En cuanto le llamé se incorporó de un salto y, ávido, ansioso, me siguió a la sala de arte. Saqué una vez más una buena pluma del bolsillo, pues parecía sentir aversión por las tizas, que era lo único que utilizaban en el pabellón.

—Ese pez que dibujaste —lo indiqué con un gesto en el aire, pues no sabía hasta qué punto podía entender mis palabras— aquel pez, ¿eres capaz de recordarlo, podrías dibujarlo otra vez?

Él asintió ávidamente y me quitó la pluma de la mano. Hacía tres semanas que no la veía. ¿Qué dibujaría ahora?

Cerró los ojos un momento (¿conjurando una imagen?) y luego dibujó. Seguía siendo una trucha, con manchas irisadas, aletas flequeadas y cola ahorquillada, pero, esta vez, con rasgos egregiamente humanos, un extraño ollar (¿qué pez tiene ollares?) y un par de carnosos labios humanos.Estuve a punto de cogerle la pluma, pero, no, no había terminado. ¿En qué pensaba? La imagen estaba completa. La imagen quizás, pero la escena no. Antes el pez existía (como un icono) aislado: ahora iba a convertirse en parte de un mundo, de una escena. Rápidamente dibujó un pez pequeño, un compañero, entrando en el agua, cabrioleando, claramente jugando. Y luego fue surgiendo la superficie del agua, elevándose en una súbita ola tumultuosa. Al dibujar la ola se excitó mucho y emitió un grito extraño, misterioso.
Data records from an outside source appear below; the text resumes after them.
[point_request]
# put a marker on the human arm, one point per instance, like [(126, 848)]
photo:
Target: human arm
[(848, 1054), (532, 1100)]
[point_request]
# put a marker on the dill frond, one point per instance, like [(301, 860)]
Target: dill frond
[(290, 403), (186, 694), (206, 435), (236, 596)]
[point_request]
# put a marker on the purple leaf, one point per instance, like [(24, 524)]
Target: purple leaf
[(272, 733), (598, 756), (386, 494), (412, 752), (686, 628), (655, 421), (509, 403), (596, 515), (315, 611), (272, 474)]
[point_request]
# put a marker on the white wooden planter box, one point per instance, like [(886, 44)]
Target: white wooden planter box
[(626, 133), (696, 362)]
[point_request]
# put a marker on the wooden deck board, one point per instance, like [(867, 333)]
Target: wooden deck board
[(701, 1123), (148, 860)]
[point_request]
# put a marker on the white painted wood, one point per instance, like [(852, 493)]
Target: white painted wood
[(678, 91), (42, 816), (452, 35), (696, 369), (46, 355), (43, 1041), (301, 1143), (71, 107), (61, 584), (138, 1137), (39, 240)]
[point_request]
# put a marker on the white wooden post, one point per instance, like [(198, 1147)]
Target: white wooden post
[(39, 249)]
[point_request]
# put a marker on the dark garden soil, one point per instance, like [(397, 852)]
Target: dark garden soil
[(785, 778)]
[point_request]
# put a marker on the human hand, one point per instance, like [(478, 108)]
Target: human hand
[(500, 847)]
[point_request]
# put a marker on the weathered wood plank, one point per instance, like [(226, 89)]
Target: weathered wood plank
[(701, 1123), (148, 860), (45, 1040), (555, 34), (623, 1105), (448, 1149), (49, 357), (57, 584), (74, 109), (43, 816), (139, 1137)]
Yo no pude evitar la sensación, quizás un tanto facilona, de que aquel dibujo era simbólico, el pez pequeño y el pez grande, ¿quizás él y yo?, pero lo más importante, y lo más emocionante, era la representación espontánea, el impulso, que no era sugerencia mía, que partía enteramente de él, de introducir aquel elemento nuevo… una interacción viva en lo que dibujaba. La interacción había estado ausente en sus dibujos y en su vida hasta entonces. Ahora, aunque sólo como un juego, como un símbolo, se le permitía volver. ¿O no? ¿Qué era aquella ola furiosa, vengadora? Lo mejor era volver a terreno firme, pensé; basta de asociación libre. Había visto capacidad, pero había visto también, y percibido, peligro. Había que volver a la Madre Naturaleza, segura, edénica, de antes de la caída.